The film portrays the INA as the single force that will destroy colonialism, shuffles the timeline of Hindi cinema, and plays on nationalistic sentiment when the furiously busy plot veers off course. Pankaj Kumar’s brilliantly lit and composed frames created numerous striking images with ambiguous meaning. A mime performance for the British troops pokes fun at Adolf Hitler, as if to make excuses for INA founder Subhash Chandra Bose’s misguided attempts to ally with the Nazi dictator in the belief that the enemy’s enemy is a friend. An image of Russi on a tightrope, balancing his love for Julia with his recognition that the times have changed, proves to be an unwittingly apt metaphor for Bhardwaj’s wobbly attempt to create a romance of epic proportions.

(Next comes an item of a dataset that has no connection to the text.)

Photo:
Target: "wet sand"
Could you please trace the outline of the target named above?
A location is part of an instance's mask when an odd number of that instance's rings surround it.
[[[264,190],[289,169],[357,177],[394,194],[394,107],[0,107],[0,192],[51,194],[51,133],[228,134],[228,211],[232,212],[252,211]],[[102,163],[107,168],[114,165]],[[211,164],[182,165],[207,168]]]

Although Julia is one of the three key characters, she is the most disappointing one. Ranaut plays Julia with the feistiness that the actress exudes on and off the screen, but without the necessary depth. The movie originated as a biopic of Nadia, and although the filmmakers have denied that Julia is based on the actress (and have been asked by a court to pay Rs 2 crore in damages to Wadia Movietone), there is little doubt about Julia’s origins. Her eye mask, leather costumes, whip, derring-do and catchphrase “Bloody hell!” (which is repeated so often it loses its impact), have all been derived from Nadia.
However, Julia is a diet Nadia, who famously performed her own stunts, including lifting her adversaries off the ground. Julia’s physical weakness extends to her submissive personality. In thrall to Russi but equally attracted to Nawab, she shows no individual will until it’s too late. Julia’s feebleness is verbalised in two scenes. In one, Nawab tells her that there is no point killing her because she is already dead. In the other, Julia tearfully pleads for freedom from her captor.
If we were being generous, we might attribute Julia’s incompleteness to a subversive comment on the off-screen reality of film actresses in the 1940s, who exuded power on the screen but were puppets for patrons and producers off it. There is a less charitable way of regarding Julia – she is not fully formed because the movie loses interest in her once she meets Nawab. The soldier, nicely brought to life by Shahid Kapur, fares better. But the best character is Russi, brilliantly performed by Saif Ali Khan. The actor’s talent has been visible only rarely because of poorly-chosen roles and professional laziness. But in Rangoon, Khan is fully alert. He perfectly captures the body language of a wealthy Parsi from ’40s Mumbai as well as the despair of a man in love with a woman who is slipping away into Nawab’s younger and stronger arms.
Russi, a former actor, is one-handed, having lost part of his limbs in a stunt gone wrong. The mechanical claw that he has fixed to his severed arm is one of the metaphors that works in Rangoon. The movie’s strongest scenes are set in the Army camp where Russi and Nawab duel, literally and figuratively, for Julia’s soul. Since Rangoon equates love for another human being with love for the country, this romance, like the movie itself, is all over the place.